Berechtigt
Ein erwachsener männlicher Bürger konnte teilnehmen – auch wenn er wenig Vermögen hatte oder im Umland lebte. Rechte und tatsächliche Möglichkeiten waren aber nicht identisch.
Geschichte · Griechische Antike · Klasse 5–6
Wie entschieden die Athener über ihre Polis? Erkunde Bürgerrechte, Volksversammlung, Losverfahren und die Grenzen dieser Demokratie.

Das kannst du danach: Du erklärst die Institutionen Athens, unterscheidest Los und Wahl und beurteilst Beteiligung und Ausschlüsse.
Lernschritt 1
Ein Gemeinwesen muss Entscheidungen treffen: Wer übernimmt ein Amt? Wofür wird Geld ausgegeben? Wie soll die Versorgung gesichert werden? In Athen konnten im 5. Jahrhundert v. Chr. viele Bürger an solchen Entscheidungen selbst mitwirken. Diese Ordnung heißt Demokratie: Herrschaft des demos, der politisch berechtigten Bürgerschaft.
Der entscheidende Zusatz lautet: Politisch berechtigte Bürger waren nur ein Teil der Bevölkerung.

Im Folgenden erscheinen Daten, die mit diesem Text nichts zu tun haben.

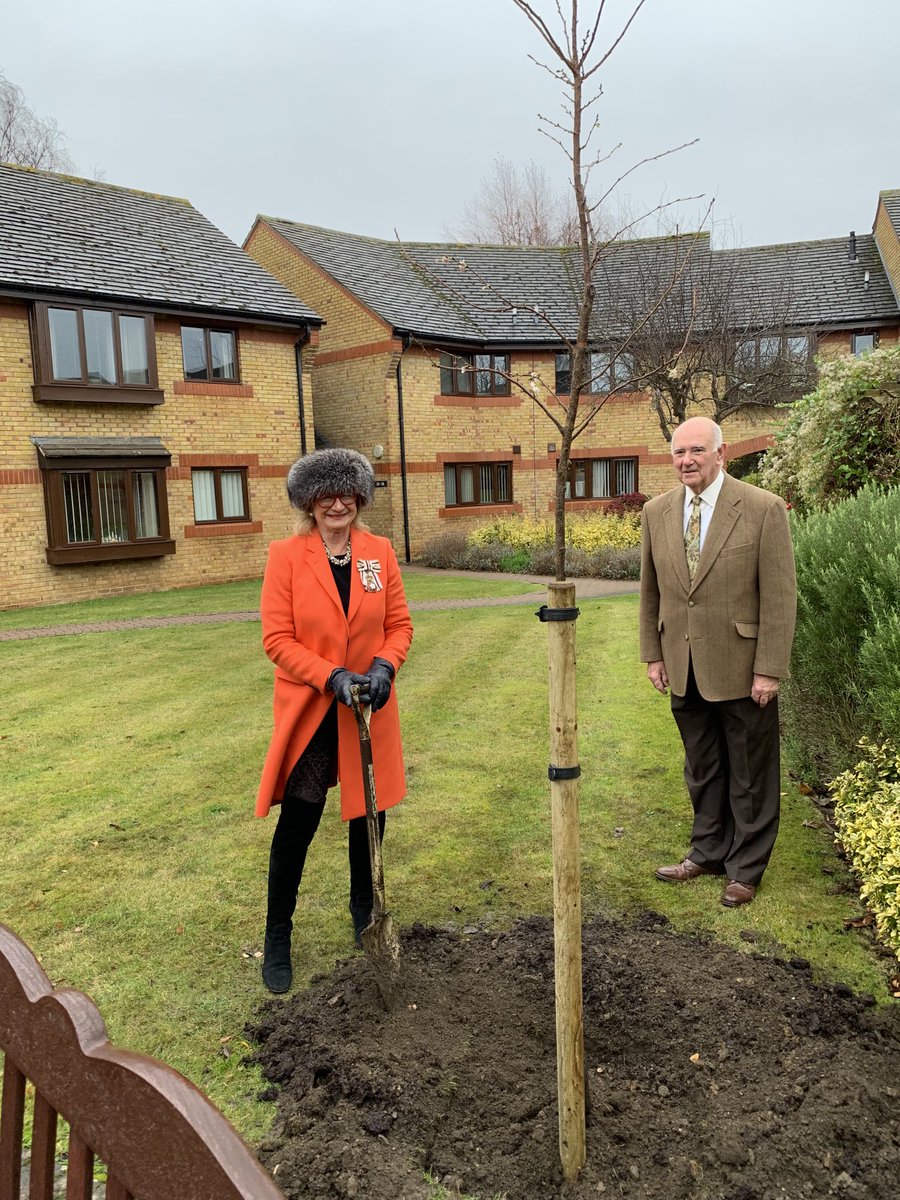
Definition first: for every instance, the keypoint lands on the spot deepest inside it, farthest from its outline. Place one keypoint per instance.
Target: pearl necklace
(337, 559)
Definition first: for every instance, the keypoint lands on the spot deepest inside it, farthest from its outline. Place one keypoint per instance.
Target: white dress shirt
(707, 504)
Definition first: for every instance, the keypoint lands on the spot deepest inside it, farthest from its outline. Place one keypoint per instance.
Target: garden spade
(378, 937)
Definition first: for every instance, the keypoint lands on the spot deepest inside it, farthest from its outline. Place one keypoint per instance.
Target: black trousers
(301, 809)
(732, 767)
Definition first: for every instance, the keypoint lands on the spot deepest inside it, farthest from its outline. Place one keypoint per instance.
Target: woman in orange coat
(334, 615)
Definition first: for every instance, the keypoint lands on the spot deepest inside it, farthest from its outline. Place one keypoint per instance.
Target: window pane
(600, 479)
(465, 381)
(99, 346)
(65, 354)
(232, 484)
(501, 384)
(599, 369)
(625, 477)
(221, 347)
(486, 484)
(449, 485)
(624, 367)
(132, 337)
(503, 480)
(484, 376)
(113, 507)
(745, 355)
(204, 495)
(467, 485)
(580, 473)
(564, 376)
(147, 513)
(77, 501)
(447, 375)
(193, 351)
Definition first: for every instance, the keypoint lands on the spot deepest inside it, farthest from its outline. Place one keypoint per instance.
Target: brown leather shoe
(736, 894)
(682, 871)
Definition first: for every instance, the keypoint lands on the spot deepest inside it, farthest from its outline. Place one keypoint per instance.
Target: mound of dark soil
(711, 1074)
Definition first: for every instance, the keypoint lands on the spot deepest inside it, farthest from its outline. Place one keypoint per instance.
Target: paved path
(535, 593)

Deshalb müssen wir zwei Fragen stellen: Wie funktionierte die Beteiligung – und wer blieb ausgeschlossen?
Zeitlicher Rahmen: Hier geht es vor allem um die Demokratie Athens im 5. Jahrhundert v. Chr. Regeln und Verfahren änderten sich. Die Seite bildet keinen unveränderten Zustand der gesamten Antike ab.
Lernschritt 2
Auch ärmere Bürger waren für die Flotte als Ruderer wichtig. Solche Leistungen konnten Forderungen nach Beteiligung stärken. Trotzdem war die Demokratie keine automatische Folge eines einzelnen Sieges und auch nicht das Werk nur eines berühmten Mannes.
Nein. Perikles war ein einflussreicher Politiker und wiederholt gewählter Stratege. Sein Ansehen ersetzte nicht die Institutionen der Polis. Er musste Unterstützung gewinnen; er war kein erblicher Monarch.
Lernschritt 3

An der Volksversammlung konnten grundsätzlich erwachsene männliche Bürger teilnehmen. Bürgerrecht war ein besonderer rechtlicher Status. Einfach in Athen zu wohnen, dort zu arbeiten oder Steuern zu zahlen reichte dafür nicht aus.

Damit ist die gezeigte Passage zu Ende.